Since the loans are only good for a year (and fat chance the interest rates will be back down to zero in a year) then the feds will likely need to roll these loans. And maybe even offer new loans to more failing banks if interest rates continue to rise.
So... while it may look all fine on the surface, there is something very not fine about issuing credit to unqualified borrowers and securing it with crap collateral.
Ask me what I really think![]()
I was under the impression that we were talking 2, 3, maybe 5 year maturities. Even the 5 year bond I bought two years ago that's in the toilet today will be redeemed for 100% in three years.
The other issue is whether there is an environment a year from now where large numbers of depositors are trying to withdraw and whether other banks have mismanaged their portfolios as grossly as SVB did.
And whether Peter Thiel turbocharges the situation by tweeting about it.
EDIT: The mortgage securities could be a different issue. In 2007-08 MBS portfolios deteriorated because of the underlying collateral when the housing market crashed. They were mostly held on the balance sheets of investment not commercial banks.

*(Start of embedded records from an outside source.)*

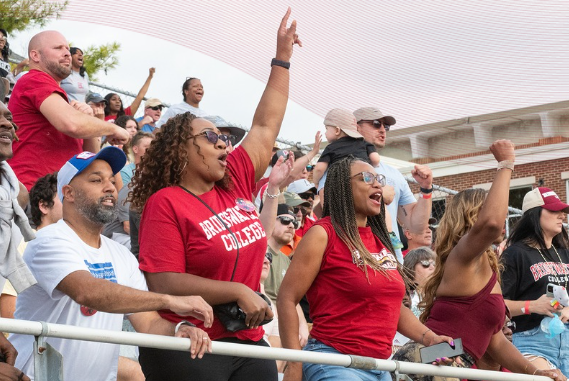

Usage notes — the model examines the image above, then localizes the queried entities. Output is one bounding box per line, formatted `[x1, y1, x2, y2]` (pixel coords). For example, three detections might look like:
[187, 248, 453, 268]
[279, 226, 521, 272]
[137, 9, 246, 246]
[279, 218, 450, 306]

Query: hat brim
[218, 126, 247, 144]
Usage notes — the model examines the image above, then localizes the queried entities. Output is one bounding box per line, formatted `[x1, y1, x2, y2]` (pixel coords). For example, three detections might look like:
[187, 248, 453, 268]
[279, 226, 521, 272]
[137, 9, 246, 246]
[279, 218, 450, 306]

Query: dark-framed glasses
[358, 119, 391, 131]
[419, 259, 436, 269]
[352, 171, 387, 187]
[277, 216, 298, 229]
[190, 130, 230, 145]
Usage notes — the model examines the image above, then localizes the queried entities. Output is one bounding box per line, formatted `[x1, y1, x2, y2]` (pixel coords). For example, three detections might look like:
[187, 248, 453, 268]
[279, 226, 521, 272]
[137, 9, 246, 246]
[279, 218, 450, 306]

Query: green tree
[0, 0, 67, 33]
[83, 42, 121, 81]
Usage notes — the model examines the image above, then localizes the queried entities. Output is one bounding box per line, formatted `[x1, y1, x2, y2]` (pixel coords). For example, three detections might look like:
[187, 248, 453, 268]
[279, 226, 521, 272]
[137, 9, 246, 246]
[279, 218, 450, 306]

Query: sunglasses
[190, 130, 230, 145]
[419, 259, 436, 269]
[292, 206, 308, 216]
[277, 216, 298, 229]
[298, 192, 314, 200]
[358, 119, 391, 131]
[352, 171, 387, 187]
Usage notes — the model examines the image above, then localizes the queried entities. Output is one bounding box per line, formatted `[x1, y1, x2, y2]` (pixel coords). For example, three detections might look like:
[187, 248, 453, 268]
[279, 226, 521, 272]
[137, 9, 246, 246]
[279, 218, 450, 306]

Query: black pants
[139, 339, 278, 381]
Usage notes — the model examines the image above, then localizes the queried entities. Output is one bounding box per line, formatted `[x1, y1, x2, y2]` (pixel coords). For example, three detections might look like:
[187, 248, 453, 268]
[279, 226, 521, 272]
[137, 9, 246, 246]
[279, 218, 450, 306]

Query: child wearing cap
[313, 108, 379, 190]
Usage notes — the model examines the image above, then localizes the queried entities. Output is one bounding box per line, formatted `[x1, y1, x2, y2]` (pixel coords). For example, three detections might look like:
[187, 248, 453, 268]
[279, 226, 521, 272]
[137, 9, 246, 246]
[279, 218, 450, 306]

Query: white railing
[0, 318, 551, 381]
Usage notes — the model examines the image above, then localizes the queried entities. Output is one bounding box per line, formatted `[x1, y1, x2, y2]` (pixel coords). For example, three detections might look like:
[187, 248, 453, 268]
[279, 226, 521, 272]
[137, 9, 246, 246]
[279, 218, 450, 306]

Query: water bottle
[541, 315, 565, 339]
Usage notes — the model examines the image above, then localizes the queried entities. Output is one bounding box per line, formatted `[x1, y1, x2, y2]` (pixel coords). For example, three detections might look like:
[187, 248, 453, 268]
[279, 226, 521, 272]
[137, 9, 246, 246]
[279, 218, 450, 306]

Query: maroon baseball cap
[522, 187, 569, 213]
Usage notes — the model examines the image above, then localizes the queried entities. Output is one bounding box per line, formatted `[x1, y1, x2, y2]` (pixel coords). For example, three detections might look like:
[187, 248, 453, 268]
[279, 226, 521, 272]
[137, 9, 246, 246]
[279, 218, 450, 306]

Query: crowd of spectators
[0, 10, 569, 381]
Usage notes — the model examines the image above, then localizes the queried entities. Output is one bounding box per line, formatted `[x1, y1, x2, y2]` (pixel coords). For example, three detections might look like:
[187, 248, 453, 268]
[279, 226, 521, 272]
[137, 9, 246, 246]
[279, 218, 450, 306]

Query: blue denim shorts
[302, 339, 391, 381]
[513, 324, 569, 374]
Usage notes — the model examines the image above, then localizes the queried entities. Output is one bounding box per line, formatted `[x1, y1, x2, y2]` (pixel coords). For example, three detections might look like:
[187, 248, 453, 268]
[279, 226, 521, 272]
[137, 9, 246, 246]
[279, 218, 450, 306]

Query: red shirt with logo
[8, 69, 83, 190]
[306, 217, 405, 359]
[139, 147, 267, 341]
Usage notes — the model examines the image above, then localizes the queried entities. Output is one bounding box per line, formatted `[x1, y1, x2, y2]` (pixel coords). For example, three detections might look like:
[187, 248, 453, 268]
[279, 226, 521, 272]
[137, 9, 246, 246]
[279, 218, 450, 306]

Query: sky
[9, 0, 569, 144]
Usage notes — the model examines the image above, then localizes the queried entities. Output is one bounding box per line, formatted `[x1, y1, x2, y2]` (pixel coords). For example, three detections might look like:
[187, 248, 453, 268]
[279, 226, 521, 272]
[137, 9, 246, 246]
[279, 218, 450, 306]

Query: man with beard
[12, 147, 213, 380]
[9, 31, 128, 190]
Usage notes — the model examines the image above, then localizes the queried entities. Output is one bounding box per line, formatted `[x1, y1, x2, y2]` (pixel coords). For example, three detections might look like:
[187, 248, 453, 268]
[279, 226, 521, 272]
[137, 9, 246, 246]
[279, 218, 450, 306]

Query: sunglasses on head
[298, 192, 314, 200]
[352, 171, 386, 187]
[190, 130, 230, 145]
[358, 119, 391, 131]
[419, 259, 436, 269]
[277, 216, 298, 229]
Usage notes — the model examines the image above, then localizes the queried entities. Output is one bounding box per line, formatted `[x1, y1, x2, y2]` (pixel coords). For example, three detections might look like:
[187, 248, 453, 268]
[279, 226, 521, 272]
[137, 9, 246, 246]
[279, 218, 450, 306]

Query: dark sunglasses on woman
[277, 216, 298, 229]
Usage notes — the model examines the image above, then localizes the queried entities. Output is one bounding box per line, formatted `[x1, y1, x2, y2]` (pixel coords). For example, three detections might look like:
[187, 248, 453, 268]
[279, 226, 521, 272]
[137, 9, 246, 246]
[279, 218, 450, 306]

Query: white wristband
[174, 320, 196, 335]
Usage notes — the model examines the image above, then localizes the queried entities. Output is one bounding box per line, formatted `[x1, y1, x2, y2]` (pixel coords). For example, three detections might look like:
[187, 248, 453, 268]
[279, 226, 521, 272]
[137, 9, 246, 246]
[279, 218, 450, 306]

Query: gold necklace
[536, 245, 567, 290]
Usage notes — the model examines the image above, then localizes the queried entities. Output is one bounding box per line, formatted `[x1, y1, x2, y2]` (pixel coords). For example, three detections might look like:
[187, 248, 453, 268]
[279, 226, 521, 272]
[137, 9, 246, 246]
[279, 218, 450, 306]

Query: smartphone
[419, 339, 464, 364]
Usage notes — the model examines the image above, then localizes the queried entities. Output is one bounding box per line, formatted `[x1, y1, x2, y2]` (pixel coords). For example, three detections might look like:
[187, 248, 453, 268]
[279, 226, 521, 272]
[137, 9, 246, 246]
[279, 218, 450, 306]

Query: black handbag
[179, 185, 273, 332]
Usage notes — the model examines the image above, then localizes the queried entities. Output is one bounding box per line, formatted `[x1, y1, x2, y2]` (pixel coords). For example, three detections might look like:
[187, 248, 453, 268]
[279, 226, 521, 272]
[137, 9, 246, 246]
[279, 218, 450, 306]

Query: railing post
[34, 321, 63, 381]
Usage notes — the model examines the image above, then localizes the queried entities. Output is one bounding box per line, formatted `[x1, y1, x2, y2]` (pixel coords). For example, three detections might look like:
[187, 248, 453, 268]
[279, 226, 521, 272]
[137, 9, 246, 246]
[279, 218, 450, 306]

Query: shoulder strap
[178, 185, 239, 282]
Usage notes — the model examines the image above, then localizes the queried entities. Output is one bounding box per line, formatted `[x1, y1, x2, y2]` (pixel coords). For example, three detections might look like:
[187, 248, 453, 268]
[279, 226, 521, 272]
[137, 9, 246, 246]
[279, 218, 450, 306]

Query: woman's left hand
[175, 325, 211, 359]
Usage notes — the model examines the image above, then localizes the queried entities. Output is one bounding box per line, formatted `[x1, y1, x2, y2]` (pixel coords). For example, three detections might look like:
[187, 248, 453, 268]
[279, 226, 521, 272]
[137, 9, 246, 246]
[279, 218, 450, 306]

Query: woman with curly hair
[105, 67, 156, 122]
[131, 9, 299, 381]
[277, 156, 452, 381]
[60, 46, 89, 102]
[394, 140, 566, 381]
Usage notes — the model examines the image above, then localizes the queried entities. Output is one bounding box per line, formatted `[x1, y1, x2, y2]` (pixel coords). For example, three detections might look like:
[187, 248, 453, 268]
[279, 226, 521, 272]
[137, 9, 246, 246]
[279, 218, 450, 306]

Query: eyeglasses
[419, 259, 436, 269]
[292, 206, 308, 216]
[352, 171, 387, 187]
[298, 192, 314, 200]
[277, 216, 298, 229]
[358, 119, 391, 131]
[189, 130, 230, 144]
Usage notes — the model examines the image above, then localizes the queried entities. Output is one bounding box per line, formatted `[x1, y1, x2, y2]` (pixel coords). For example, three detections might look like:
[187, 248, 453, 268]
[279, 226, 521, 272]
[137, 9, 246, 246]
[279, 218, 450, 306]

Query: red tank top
[425, 273, 506, 360]
[306, 217, 405, 359]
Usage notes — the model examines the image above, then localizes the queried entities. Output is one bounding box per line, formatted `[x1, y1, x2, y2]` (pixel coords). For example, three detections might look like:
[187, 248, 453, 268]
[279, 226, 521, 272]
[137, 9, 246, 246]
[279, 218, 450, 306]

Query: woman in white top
[61, 47, 89, 102]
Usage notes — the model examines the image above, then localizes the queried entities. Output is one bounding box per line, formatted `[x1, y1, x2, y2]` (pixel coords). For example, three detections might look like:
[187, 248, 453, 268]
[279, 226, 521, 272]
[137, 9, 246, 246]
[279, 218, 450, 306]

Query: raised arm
[40, 94, 129, 144]
[241, 8, 302, 180]
[130, 67, 156, 115]
[451, 140, 516, 264]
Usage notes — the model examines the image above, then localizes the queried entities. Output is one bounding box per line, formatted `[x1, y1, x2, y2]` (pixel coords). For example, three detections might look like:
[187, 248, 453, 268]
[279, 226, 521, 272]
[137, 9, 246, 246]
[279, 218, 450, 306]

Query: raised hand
[275, 7, 302, 62]
[169, 296, 213, 328]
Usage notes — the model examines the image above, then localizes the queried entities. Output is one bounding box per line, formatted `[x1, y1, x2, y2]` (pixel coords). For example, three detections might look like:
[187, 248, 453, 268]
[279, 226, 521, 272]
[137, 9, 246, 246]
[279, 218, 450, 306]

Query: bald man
[8, 31, 128, 190]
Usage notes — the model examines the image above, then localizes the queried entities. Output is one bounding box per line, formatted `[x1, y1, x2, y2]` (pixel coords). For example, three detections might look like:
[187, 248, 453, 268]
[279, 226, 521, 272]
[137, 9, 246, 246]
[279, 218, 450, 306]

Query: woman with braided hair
[277, 156, 452, 381]
[393, 140, 566, 381]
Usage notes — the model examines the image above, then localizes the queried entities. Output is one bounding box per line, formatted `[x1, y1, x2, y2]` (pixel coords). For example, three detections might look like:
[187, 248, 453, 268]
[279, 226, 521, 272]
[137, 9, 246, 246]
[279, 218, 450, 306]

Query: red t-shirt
[306, 217, 405, 359]
[105, 106, 132, 123]
[139, 147, 267, 341]
[8, 70, 83, 190]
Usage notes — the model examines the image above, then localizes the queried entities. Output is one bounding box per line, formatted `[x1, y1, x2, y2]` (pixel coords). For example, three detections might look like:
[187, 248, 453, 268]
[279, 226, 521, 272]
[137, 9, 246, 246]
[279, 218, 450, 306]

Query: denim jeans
[513, 324, 569, 375]
[302, 339, 391, 381]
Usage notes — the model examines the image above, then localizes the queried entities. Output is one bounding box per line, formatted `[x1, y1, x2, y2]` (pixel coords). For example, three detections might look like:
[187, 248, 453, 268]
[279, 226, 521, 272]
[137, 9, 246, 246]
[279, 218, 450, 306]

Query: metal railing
[0, 318, 551, 381]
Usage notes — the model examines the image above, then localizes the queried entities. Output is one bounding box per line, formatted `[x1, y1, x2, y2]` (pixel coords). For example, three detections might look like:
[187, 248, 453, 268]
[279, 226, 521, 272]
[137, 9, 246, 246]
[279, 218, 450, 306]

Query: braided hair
[322, 155, 408, 281]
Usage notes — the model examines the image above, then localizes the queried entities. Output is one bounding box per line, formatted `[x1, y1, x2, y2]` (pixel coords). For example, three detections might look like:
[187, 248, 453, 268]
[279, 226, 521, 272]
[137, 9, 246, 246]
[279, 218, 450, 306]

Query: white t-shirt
[10, 220, 147, 381]
[156, 102, 209, 128]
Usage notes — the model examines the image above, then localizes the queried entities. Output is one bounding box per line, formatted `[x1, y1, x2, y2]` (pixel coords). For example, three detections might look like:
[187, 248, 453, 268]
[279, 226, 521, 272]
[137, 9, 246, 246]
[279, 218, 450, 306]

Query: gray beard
[75, 190, 118, 225]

I *think* underwriting standards are more stringent now.
But if the credit underlying those portfolios is now crap, yes you're right that would be a problem.
This is basic short term treasury management 101. If a commercial (not investment) bank is taking excess funds that it cannot write out as loans, and parking those funds into long maturity MBS portfolios, they are (pick one): insane, grossly negligent, pendejos, troglodytes, or sweat from a baboon's balls.
Last edited by glennds on Tue Mar 14, 2023 2:07 pm, edited 2 times in total.
Re: Silicon Valley Bank Failure
I am in the midst of listening to Sunday's NBC Meet the Press.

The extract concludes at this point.